Each TL-B scheme consists of declarations. Each declaration describes a constructor for some type. For instance, a Bool type may have two constructors for true and false values.

Typical TL-B declarations are shown below:

bool_false$0 = Bool;
bool_true$1 = Bool;

unary_zero$0 = Unary ~0;
unary_succ$1 {n:#} x:(Unary ~n) = Unary ~(n + 1);

acc_trans#5 account_addr:bits256
transactions:(HashmapAug 64 ^Transaction CurrencyCollection)
state_update:^(HASH_UPDATE Account)
= AccountBlock;

Each TL-B declaration consist of:

  • Constructor: a constructor name immediately followed by an optional constructor tag
  • a list of explicit and implicit field definitions that are separated by whitespaces (" ", "\n", etc)
  • sign =
  • (optionally parametrized) Type name

Example: two constructors (with different binary prefixes) for a Bool type.

bool_false$0 = Bool;
bool_true$1 = Bool;

Constructor

A constructor is declared via a constructor_name[separator,tag].

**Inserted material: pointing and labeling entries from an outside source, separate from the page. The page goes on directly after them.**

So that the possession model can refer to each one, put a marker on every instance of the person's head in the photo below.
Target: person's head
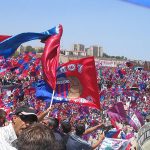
(53, 123)
(66, 126)
(23, 117)
(80, 129)
(2, 117)
(36, 137)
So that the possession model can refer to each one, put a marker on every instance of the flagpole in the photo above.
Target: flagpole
(51, 102)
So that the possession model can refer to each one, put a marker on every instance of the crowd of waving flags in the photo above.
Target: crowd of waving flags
(65, 78)
(80, 69)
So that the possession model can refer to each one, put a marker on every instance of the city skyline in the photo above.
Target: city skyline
(121, 28)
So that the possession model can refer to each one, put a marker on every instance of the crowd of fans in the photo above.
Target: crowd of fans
(29, 123)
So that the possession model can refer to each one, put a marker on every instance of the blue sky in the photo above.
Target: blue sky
(119, 27)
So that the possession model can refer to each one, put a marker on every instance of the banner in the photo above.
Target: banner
(114, 144)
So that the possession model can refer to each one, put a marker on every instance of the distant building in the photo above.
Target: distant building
(78, 47)
(96, 51)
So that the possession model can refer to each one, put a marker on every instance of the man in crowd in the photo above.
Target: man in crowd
(75, 141)
(37, 137)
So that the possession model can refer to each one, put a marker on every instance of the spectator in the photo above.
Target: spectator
(75, 141)
(37, 137)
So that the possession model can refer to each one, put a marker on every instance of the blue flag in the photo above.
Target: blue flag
(10, 45)
(44, 92)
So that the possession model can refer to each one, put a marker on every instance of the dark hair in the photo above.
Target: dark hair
(54, 123)
(36, 137)
(66, 126)
(80, 129)
(2, 117)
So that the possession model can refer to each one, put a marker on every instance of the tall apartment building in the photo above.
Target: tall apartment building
(96, 51)
(78, 47)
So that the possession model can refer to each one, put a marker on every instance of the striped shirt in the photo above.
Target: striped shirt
(8, 134)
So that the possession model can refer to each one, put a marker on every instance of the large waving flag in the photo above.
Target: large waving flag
(117, 112)
(8, 45)
(4, 37)
(145, 3)
(136, 120)
(50, 57)
(75, 82)
(44, 92)
(83, 80)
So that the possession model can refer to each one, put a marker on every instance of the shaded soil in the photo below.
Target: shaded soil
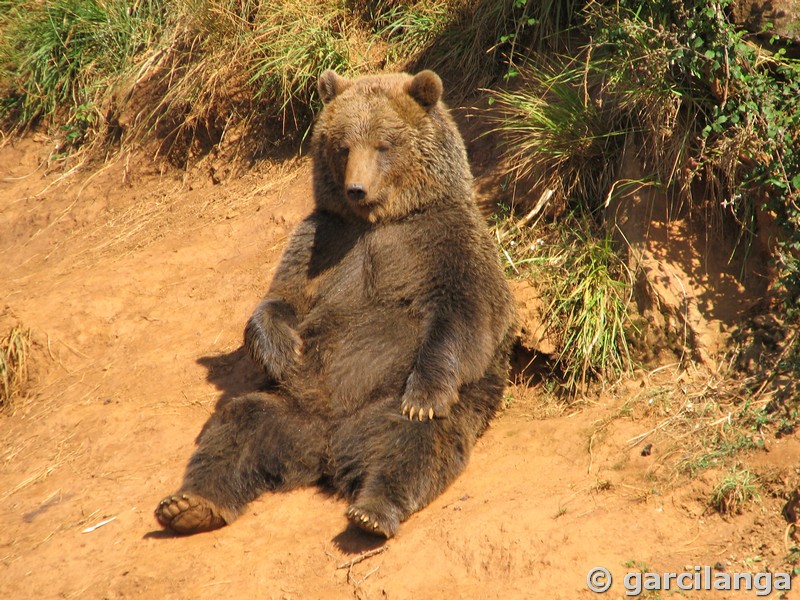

A constructor_name consists of [A-z0-9_] symbols. snake_case names are conventionally used.

A constructor name can be followed by a separator. The absence of a separator means that the tag will be calculated automatically as a 32bit CRC32-sum of constructor declarations. If a separator is present, it can take two values # and $. The former means that a tag will be given in a hexadecimal form, the latter means a binary tag. After both separators, there may be an underscore symbol _ which stands for an empty tag.

There is also a special constructorname `` (called 'anonymous constructor') which means that there is only one unnamed constructor with an empty tag for a given type.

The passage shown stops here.